Automotive Facebook Fans by Brand: January 2011



There wasn’t a lot of growth in January’s Facebook fan numbers. Perhaps it’s all of the ad agencies working on their Super Bowl ads. Many brands were pushing their vehicle sites and a couple of German companies were focusing on their USA Fan pages, instead of their global brand pages.

Both Mercedes-Benz and BMW created USA focused brand pages in 2010 (see the USA pages growth in the image below to the left.) Mercedes just completed a “Tweet Race” contest between 4 teams spending all kinds of money on celebrities, charities, providing luxury vehicles, and all congregating this weekend at the Super Bowl in Dallas, Texas. Even though it was a “Tweet” contest, Mercedes spent quite a bit on advertising the event on Facebook throughout most of January.

BMW ran several advertisements promoting the new X3 and the all-new 1M. The X3 Matchup was promoted in January ads on Facebook to promote their coming Super Bowl ad. Players match different images and watch for clues in the Super Bowl ad to win a X3 for 2 years and a VIP trip to their Spartanburg plant, museum, and most importantly their Performance Driving School. Facebook fans are asked to build a X3 where they try to guess the exact build of the one appearing in their Super Bowl ad. I’m guessing silver.

Toyota heavily promoted their name the “Prius Goes Plural” campaign after the brand launched several new Prii, Prius, Prium vehicles at the Detroit Auto Show in early January. It seemed as if every day Toyota had the reachblock bought on my Facebook’s Home screen. With all of their promotion, only one of my Facebook friends voted and I have a ton of friends who are car nuts and in the industry (661 friends total.) Sure my checking my friends against people participating is far from scientific, but it did surprise me when the typical auto ad on Facebook has at least 3 or 4 of my friends liking it. Voting of course is different.

An important note on Toyota’s Prius campaign, it didn’t drive fans to the brand’s Facebook page; hence, the measly 2% growth rate for them in January. Fortunately, Toyota has a pretty strong presence with their Prius brand and many in the industry wonder if they’ll ever move Prius off to its own brand. Perhaps with so many new models that scenario may be playing out.

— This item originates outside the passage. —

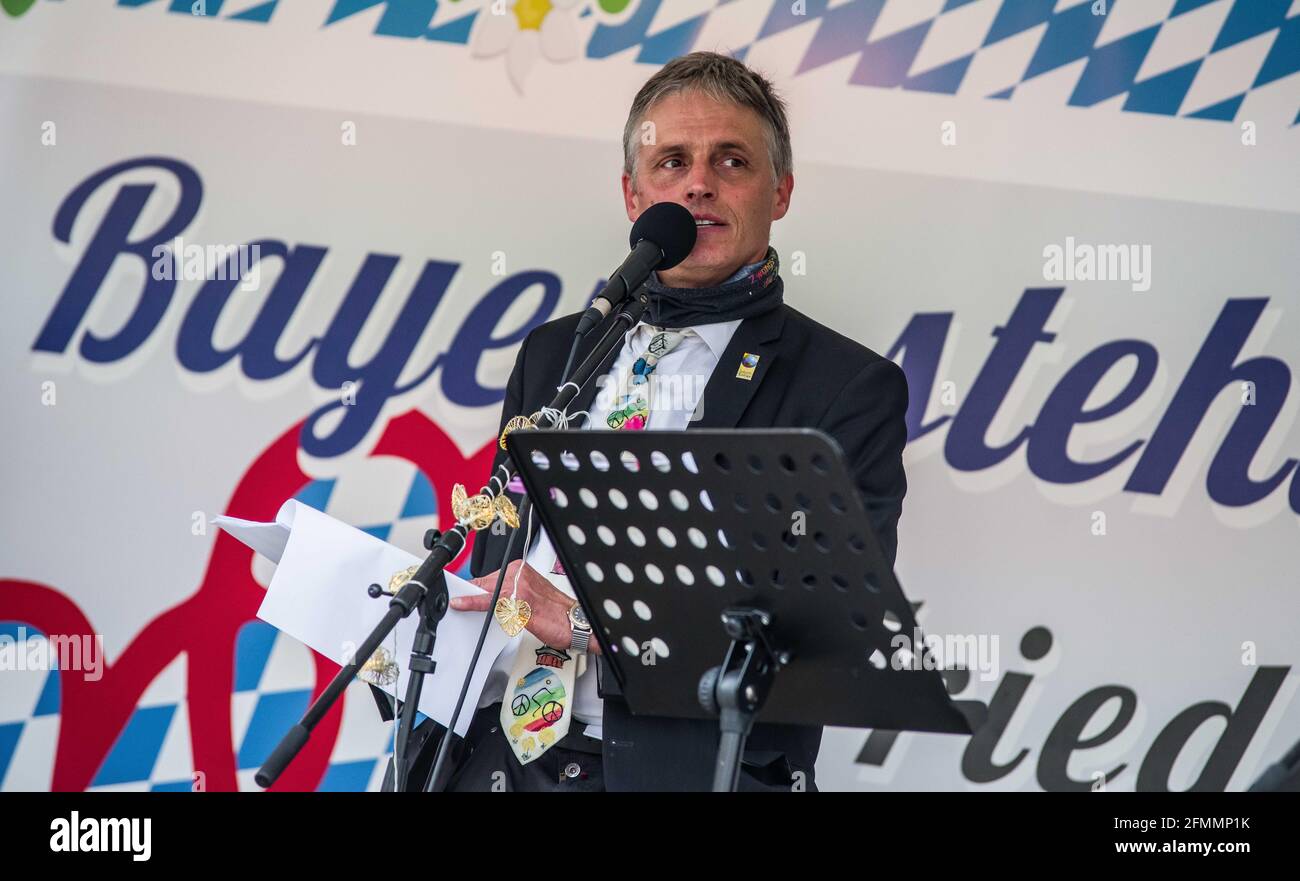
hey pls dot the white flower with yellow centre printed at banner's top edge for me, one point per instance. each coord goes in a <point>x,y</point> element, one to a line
<point>526,31</point>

Finally, the strongest growth came from Acura. They recently abandoned their separate vehicle pages so now whenever they have a vehicle promotion they drive traffic to their brand page. In January, they ran a promotion to their “Compete Like A Pro” contest for the all-new TSX Sport Wagon. What’s great here is that they grew their overall fans instead of just a single vehicle fan page so they can promote other products to those fans. It was a smart move for Acura and their growth in January shows how it helps the overall brand presence.